AMSTERDAM.- BorzoGallery presents 'The Nature of Nature', a group exhibition featuring the work of four artists who draw their inspiration from nature.
The presentation consists of new work by Charles Popelier (*1955), alongside paintings by Paul Butti (1924-2004), matter paintings by Jaap Wagemaker (1906-1972) and photography by Jan Commandeur (1954-2024).
In Paris, after 1945, a free art emerges-a lyrical abstraction that explicitly breaks with pre-war realism. In the 1950s, from this free and often colorful abstraction, a sub-movement known as 'informal art' arises, or by its technical classification, 'matter painting,' represented by artists such as Alberto Burri, Antoni Tapiès, Emil Schumacher, Bram Bogart, and Jean Dubuffet. More or less recognizable figurative forms and elements disappear from the painting, and the material becomes an important means of expression. Jaap Wagemaker is the foremost exponent of this movement in the Netherlands. Wagemaker undertook several trips to North Africa and the Near East, and the impressions from those travels are prominently and recognizably reflected in his matter paintings.
In 1948, Paul Butti also connects with the post-war developments in Paris. Butti, who studied in his birthplace Tunis, had already lived and worked in Spain for several years. There, impressed by the work of great Spanish painters such as Vélasquez, El Greco, and especially Goya, he developed an expressionist, almost abstract oeuvre. In France, he discovers the beautiful landscapes of the Vaucluse, Gard, and Dordogne, which would become an important source of inspiration for his work. Butti does not attempt to reproduce nature; for him, painting is an expression of the spiritual that exists in the canvas and the paint itself. In his expressive work, the artist seems to struggle with the material, which is sometimes thick and at other times extremely diluted. While Wagemaker aligns himself with an international movement of material artists, Butti initially looks to the German Expressionists, and later, as his painting evolves toward a non-figurative expression, to American Abstract Expressionists like De Kooning and Pollock. He paints large formats where the content and depth must be expressed in the simplest way, a simplicity that arises from great mastery of technique.

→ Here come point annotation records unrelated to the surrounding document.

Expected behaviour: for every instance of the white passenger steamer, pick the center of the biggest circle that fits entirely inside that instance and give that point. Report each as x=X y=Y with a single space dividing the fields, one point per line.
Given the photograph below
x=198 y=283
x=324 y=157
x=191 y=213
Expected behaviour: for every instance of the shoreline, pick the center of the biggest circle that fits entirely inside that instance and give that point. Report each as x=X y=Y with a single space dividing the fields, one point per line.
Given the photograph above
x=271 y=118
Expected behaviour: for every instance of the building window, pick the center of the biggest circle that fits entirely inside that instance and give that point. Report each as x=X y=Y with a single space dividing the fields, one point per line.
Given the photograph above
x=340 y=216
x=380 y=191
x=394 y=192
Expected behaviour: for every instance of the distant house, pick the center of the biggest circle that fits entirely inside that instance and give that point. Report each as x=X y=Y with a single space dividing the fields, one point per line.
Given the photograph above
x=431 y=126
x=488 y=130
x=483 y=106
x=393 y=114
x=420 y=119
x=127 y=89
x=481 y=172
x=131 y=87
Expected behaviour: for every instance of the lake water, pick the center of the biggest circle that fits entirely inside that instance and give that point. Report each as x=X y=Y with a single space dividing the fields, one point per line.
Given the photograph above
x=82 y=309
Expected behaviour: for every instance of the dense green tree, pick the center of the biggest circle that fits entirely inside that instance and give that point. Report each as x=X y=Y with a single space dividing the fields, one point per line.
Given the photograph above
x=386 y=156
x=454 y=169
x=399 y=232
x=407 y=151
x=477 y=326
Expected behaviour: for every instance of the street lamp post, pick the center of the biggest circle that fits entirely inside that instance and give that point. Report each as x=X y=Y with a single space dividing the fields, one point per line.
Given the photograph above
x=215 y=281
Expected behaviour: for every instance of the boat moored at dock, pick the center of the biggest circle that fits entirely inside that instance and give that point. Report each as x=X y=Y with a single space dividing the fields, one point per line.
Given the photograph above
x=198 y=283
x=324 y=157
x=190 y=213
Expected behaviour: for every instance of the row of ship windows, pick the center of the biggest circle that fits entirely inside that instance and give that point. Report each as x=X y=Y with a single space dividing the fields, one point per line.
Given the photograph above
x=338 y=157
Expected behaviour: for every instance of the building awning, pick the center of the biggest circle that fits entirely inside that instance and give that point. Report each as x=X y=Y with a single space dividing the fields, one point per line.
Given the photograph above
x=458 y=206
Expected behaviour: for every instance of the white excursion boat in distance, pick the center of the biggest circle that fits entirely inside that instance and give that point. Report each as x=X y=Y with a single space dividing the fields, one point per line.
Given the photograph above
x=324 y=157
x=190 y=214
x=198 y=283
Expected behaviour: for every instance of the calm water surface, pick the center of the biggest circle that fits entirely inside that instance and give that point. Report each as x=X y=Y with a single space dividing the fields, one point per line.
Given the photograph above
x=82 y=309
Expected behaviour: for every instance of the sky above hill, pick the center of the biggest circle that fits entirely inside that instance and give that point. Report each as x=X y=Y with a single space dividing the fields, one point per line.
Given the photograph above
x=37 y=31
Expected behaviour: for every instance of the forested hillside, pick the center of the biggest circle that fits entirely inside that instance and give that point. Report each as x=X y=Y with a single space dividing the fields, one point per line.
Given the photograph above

In the 1970s, Jan Commandeur was part of the generation of artists who rediscovered painting. Although his work is abstract, it contains traces of the recognizable, similar to the work of De Kooning whom he admired. Throughout the years, the landscape has remained an inexhaustible source of his lyrical painting, with oil paint and gouache as the mediums through which he expresses his expressionistic vision of that landscape. He refers to his paintings as 'memory images' of nature. A few years ago, Jan Commandeur discovered photography as a means to shape his artistic expression. It started with a vase of wilted tulips, whose fallen petals formed a random composition on the table. After capturing this still life photographically, the painter saw the possibilities and opportunities for further exploration through photography-not as a tool or study for a painting, but as an independent image-maker in the hands of the artist. This led to completely abstract compositions inspired by nature, just as Commandeur seeks and achieves abstraction in painting by immersing himself in the landscape. The photographs in this exhibition are among the last works he completed.
For Charles Popelier, the physical experience evoked by a landscape is the starting point; there is no direct relationship with an existing landscape. Instead, he deconstructs the landscapes he has seen in Portugal, Spain, and France, and from these components assembles a new surface of the earth, just as he sometimes composes his paintings by reusing previously created materials, combined with paper, pigment, and binders. Thus, works emerge that appear as impressionistic landscapes from a distance but reveal a rugged, colorful, and earthy character up close.
The oeuvre of Jaap Wagemaker, Paul Butti, Jan Commandeur, and Charles Popelier shows the fascinating outcome of the post-war shift from traditional realistic forms to an abstract, material expression. Each of these artists explores in their own way the relationship between nature and art, drawing inspiration from personal experiences and the power of the material. Their work invites the viewer to reconsider the complexity of the natural world and to reflect on the ways in which we perceive and experience our surroundings.